# 811 receiver OK for DishHD package



## cootman (May 24, 2006)

I'm thinking of getting one of the DishHD packages so that I can watch world cup soccer in HD (on ESPN-HD and ESPN2-HD), but I notice a disclaimer on the relevant web page that says I need ViP211 for DishHD programming. Is this correct--I had the Dish HD package on my 811 a few months back with no problem. Thanks for any info.


----------



## CoriBright (May 30, 2002)

ESPN2-HD is only in MPEG4 so you'd need one of the 211/411 receivers for that network in HD. You'd still get ESPN-HD on the older reeiver.


----------



## Ron Barry (Dec 10, 2002)

your 811 also can't get UNI-HD and some of the VOOM HD channels. HD locals also are VIP only. I could be wrong, but I think the only packages you can order now include these channels and I don't believe you can order the package without them now so you would be paying for some channels that your box will not be able to receive. Like I said, Talking off top of my head so if I am wrong, someone slap me.


----------



## ashu (Mar 9, 2006)

I'm curious ... how many of these 'MPEG-4' channels are really MPEG-4? I was given to understand that a number of them are merely wrapped up in the right headers to prevent older receivers from picking them up. This, in an effort to speed along 'migration' to the 211 and contract extensions.

Of course, I bowed out of this 'deal' and switched to cable, but I'm genuinely NOT trolling. Merely curious whether Dish has ramped up their encode/upstream facilities to handle at least a few (true) MPEG-4 channels, or is it still just the (essentially completely pointless) VOOM package?


----------



## Jason Nipp (Jun 10, 2004)

ashu said:


> I'm curious ... how many of these 'MPEG-4' channels are really MPEG-4? I was given to understand that a number of them are merely wrapped up in the right headers to prevent older receivers from picking them up. This, in an effort to speed along 'migration' to the 211 and contract extensions.
> 
> Of course, I bowed out of this 'deal' and switched to cable, but I'm genuinely NOT trolling. Merely curious whether Dish has ramped up their encode/upstream facilities to handle at least a few (true) MPEG-4 channels, or is it still just the (essentially completely pointless) VOOM package?


The HD-Locals that are offered, such as LA and Chicago, are encoded in true MPEG4 AFAIK.


----------



## carmangary (May 8, 2006)

When I talked to the CSR today due to some problems I was having she told me that the old 5 channel $9.99 HD package for the 811 is no longer available for purchase. Even if you currently have the 811 and cancel for a month, if you want to get HD channels again you will have to upgrade to the 211 and go to one of the metal packages.


----------



## JerryR (Jun 17, 2004)

carmangary said:


> When I talked to the CSR today due to some problems I was having she told me that the old 5 channel $9.99 HD package for the 811 is no longer available for purchase.

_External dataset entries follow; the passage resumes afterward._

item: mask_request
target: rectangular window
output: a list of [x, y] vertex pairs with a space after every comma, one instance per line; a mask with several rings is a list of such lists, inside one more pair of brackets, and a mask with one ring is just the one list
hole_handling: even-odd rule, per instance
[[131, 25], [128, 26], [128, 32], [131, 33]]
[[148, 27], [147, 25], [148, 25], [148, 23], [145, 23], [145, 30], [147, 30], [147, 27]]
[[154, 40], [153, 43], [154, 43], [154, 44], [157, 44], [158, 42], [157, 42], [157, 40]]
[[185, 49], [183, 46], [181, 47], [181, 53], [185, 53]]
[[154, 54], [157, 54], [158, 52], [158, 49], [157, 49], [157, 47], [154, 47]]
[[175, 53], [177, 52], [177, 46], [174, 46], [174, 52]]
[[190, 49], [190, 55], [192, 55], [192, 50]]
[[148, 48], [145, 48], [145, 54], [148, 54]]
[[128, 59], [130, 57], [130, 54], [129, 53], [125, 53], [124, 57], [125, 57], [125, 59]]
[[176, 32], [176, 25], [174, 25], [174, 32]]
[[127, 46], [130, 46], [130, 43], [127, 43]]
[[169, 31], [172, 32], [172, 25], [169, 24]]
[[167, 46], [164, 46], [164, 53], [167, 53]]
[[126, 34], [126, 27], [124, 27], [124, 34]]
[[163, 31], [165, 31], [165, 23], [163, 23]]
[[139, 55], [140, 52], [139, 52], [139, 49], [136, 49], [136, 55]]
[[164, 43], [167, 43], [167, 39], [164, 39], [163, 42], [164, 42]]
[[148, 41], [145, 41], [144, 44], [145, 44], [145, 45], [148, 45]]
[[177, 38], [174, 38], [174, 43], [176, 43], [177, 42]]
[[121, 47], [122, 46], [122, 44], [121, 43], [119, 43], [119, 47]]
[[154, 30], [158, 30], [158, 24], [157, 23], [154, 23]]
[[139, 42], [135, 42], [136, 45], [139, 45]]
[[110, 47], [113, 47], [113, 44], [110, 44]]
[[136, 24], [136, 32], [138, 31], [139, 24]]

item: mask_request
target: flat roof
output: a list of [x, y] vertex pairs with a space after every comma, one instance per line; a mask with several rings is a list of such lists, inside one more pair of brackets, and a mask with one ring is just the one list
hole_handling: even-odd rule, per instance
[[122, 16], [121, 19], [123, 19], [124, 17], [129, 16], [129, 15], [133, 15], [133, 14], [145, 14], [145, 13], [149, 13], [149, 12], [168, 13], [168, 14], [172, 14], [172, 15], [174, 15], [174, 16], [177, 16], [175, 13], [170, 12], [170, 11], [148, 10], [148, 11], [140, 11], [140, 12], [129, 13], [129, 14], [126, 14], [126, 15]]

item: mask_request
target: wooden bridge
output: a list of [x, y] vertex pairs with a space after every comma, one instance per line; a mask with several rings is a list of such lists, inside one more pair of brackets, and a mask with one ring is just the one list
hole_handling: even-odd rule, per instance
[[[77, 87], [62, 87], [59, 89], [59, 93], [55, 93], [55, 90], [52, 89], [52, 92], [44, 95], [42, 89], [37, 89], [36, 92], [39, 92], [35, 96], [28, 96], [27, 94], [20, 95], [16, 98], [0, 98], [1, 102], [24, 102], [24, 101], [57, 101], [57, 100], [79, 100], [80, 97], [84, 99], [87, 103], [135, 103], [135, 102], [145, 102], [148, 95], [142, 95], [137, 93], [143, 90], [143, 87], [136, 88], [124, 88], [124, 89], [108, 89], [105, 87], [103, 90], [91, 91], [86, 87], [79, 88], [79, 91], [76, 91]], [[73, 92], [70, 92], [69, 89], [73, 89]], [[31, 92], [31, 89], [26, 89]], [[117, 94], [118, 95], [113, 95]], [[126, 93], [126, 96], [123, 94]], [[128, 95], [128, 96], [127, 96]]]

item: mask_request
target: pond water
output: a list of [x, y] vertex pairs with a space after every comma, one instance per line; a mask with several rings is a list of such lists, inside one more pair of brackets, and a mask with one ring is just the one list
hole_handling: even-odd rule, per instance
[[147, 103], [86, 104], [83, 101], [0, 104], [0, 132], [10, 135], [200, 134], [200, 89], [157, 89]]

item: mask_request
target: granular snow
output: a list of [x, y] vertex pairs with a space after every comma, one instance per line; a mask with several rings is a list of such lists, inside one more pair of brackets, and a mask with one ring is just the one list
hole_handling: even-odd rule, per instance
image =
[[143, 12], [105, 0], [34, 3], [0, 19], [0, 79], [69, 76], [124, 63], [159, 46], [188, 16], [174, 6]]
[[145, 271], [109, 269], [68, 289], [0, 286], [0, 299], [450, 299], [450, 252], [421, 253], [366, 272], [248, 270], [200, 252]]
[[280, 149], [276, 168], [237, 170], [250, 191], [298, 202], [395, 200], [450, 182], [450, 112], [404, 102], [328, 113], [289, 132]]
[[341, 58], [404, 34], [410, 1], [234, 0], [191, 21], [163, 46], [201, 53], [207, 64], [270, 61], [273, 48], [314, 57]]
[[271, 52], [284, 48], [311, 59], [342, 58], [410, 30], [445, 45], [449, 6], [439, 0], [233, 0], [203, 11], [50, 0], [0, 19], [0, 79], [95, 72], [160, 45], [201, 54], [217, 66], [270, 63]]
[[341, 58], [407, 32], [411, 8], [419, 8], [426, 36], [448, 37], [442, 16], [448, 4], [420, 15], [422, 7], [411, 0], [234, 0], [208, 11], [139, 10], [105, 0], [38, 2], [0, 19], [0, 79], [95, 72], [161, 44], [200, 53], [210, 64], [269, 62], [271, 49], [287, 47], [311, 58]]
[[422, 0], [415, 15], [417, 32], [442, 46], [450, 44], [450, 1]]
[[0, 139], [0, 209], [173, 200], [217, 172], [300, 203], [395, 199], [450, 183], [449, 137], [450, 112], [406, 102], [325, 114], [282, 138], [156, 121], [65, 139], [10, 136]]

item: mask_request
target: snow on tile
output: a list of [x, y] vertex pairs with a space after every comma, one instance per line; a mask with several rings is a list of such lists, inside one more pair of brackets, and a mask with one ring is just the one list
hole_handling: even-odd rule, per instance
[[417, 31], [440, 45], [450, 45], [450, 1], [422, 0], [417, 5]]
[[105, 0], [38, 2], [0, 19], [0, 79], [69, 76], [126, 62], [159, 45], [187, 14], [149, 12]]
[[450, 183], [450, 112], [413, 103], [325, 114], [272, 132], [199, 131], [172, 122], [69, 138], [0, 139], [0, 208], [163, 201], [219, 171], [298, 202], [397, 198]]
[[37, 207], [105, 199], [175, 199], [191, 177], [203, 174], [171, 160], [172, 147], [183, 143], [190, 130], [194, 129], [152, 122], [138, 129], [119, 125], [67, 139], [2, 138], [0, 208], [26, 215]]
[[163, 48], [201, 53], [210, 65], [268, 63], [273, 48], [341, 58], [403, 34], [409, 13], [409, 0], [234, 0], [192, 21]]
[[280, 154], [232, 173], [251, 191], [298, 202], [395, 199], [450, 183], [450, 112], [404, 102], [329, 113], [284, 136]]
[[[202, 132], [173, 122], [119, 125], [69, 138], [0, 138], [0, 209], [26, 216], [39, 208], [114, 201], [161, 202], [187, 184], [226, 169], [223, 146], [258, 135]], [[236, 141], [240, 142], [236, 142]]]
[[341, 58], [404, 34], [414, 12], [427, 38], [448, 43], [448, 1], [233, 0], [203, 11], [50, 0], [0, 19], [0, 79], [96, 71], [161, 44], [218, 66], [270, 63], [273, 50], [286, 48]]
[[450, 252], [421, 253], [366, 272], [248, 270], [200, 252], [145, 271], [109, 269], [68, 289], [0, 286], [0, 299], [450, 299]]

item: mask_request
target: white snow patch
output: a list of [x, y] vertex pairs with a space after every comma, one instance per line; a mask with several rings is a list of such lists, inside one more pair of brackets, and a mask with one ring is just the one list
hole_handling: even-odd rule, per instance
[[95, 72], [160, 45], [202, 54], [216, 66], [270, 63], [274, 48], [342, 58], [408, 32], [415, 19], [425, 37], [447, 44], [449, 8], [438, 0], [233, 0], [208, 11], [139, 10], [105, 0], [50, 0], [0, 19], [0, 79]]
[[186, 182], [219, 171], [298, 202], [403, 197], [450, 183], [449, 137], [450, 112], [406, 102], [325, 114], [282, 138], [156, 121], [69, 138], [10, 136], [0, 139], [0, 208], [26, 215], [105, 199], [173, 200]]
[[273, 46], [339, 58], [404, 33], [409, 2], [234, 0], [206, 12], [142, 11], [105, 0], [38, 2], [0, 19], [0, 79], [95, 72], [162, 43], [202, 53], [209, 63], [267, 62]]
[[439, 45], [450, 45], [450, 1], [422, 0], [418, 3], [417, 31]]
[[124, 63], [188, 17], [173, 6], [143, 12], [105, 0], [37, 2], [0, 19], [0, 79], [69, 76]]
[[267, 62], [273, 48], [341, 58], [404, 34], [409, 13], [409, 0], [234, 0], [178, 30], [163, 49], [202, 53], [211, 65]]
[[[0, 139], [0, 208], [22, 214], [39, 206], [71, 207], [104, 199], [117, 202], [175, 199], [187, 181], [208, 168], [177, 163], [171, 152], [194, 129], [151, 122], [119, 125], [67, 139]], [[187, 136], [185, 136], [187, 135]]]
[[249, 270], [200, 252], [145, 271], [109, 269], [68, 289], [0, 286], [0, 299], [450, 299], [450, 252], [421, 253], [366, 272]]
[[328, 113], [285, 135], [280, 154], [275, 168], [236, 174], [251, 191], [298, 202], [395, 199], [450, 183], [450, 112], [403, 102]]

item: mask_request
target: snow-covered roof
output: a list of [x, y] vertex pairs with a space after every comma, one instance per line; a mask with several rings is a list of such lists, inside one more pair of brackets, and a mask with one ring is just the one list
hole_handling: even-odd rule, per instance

Even if you currently have the 811 and cancel for a month, if you want to get HD channels again you will have to upgrade to the 211 and go to one of the metal packages.


I had a similar experience today. I called to cancel my "grandfathered" $9.99 HD package that I got last year when I bought the 811. Because I have an 811, DISH wants to charge me $6.00/month if I delete the handful of HD channels I now receive - most of which I don't find interesting or watch. Does this make sense to anyone? Charge me $6/month to delete programming??? She did, however, offer to upgrade my account to the DISH HD Gold package but mentioned nothing about me needing a new receiver to receive them. I'm not so sure I even have the appropriate dish to get them. I have a Super Dish which, I believe, points at the 110, 119 and 121 satellites. This has become far too confusing to try and keep track of. More and more, I think my local cable company is right with their local promotion encouraging folks like me to "Pitch their Dish." If it wasn't for this forum, where on Earth would we get the straight story about receiver requirements and programming we can truly receive??


----------



## carmangary (May 8, 2006)

$6 huh? That sucks because I was thinking of dropping the HD package and just keeping th 811 for OTA. I guess not. Time to check into DirecTV.


----------